Je le vois encore le 18 janvier 1994 remettre à Daniel Cordier, le secrétaire de Jean Moulin, le Prix de l'Assemblée nationale (2) et condamner ceux qui "visent cette exception française que fut bel et bien l'esprit de la Résistance et qui ne va jamais de soi". Je l'entends encore s'adresser à tous ceux qui sont venus pour rendre hommage à Daniel Cordier, à Jean Moulin et à l'armée des ombres : "Nous avons tous, autant que nous sommes, universitaires, écrivains, journalistes, élus, un même combat à mener, je crois, combat qu'il est moins assuré qu'on ne croit de gagner à coup sûr: un combat contre les difficultés que rencontre en ce moment la culture française, la langue française. [...] Nous menons tous un certain combat pour la liberté de l'esprit dans un monde que nous ne voulons pas unidimentionnel, mais qui, à bien des égards menace de l'être chaque jour davantage.
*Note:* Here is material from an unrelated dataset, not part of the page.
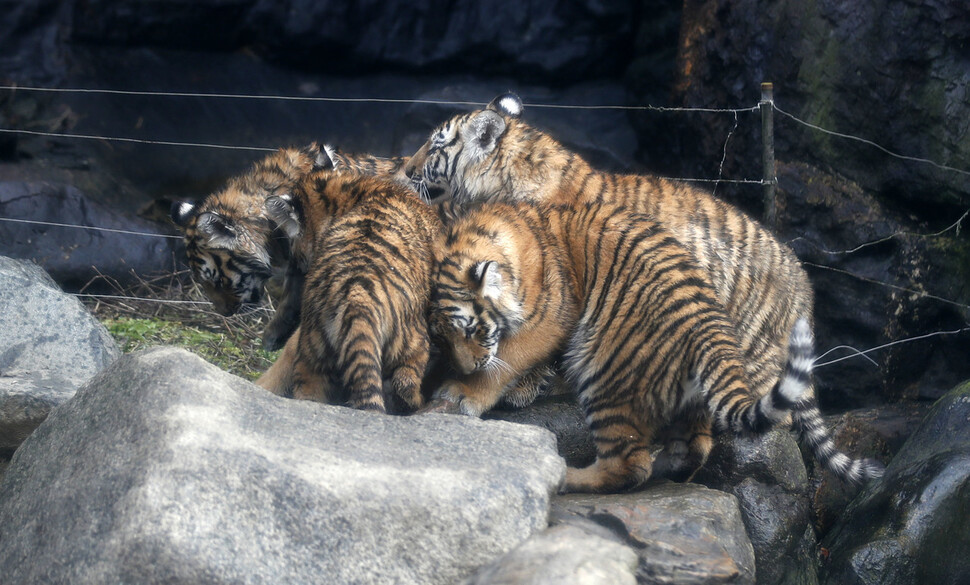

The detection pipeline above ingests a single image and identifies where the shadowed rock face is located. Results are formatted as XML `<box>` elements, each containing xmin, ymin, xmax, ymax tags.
<box><xmin>822</xmin><ymin>383</ymin><xmax>970</xmax><ymax>585</ymax></box>
<box><xmin>553</xmin><ymin>483</ymin><xmax>755</xmax><ymax>584</ymax></box>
Et c'est en cela que nous honorons d'une autre façon la Résistance française dans le monde de cette fin de siècle". Philippe Séguin n'est pas "le dernier mohican du gaullisme" comme cela a été écrit ici et là, mais bien l'éclaireur d'une France renouant avec ses valeurs, ses combats, ses solidarités. Sa disparition est un coup de semonce tragique pour le destin de la France. Elle nous oblige à poursuivre avec une ardeur redoublée la longue marche de la République pour l'égalité, le combat pour une France forte, libre et libératrice, pour une Europe qui respecte ses peuples, pour une Francophonie active et solidaire.
DOMINIQUE GALLET
(1) Directeur du quotidien montréalais Le Devoir de 1981 à 1986, délégué général du Québec à Paris jusqu'en 1990, secrétaire général de l'Agence de la francophonie jusqu'en 1998, actuellement président du Centre de la Francophonie des Amériques. http://jeanlouisroyblog.wordpress.com/.
(2) Pour son livre Jean Moulin, l'inconnu du Panthéon, Jean-Claude Lattès 1993.
Je pense que l'évolution du monde et notamment la crise de la mondialisation libérale démontrent la pertinence des idées gaullistes. A l'étranger ou je vis, beaucoup de gens pensent comme moi.
Rédigé par : Jean G | 14 février 2010 à 15:55
j'ai réagi comme vous devant l'hypocrisie de certains qui ont toujours combattu les idées de Philippe Séguin. je pense que l'évolution du monde montre la pertinence de l'idéal gaulliste. Beaucoup de jeunes de mon âge s'intéressent à ces idées quand nous en parlons.Je vais suivre votre blog que je ne connaissais pas.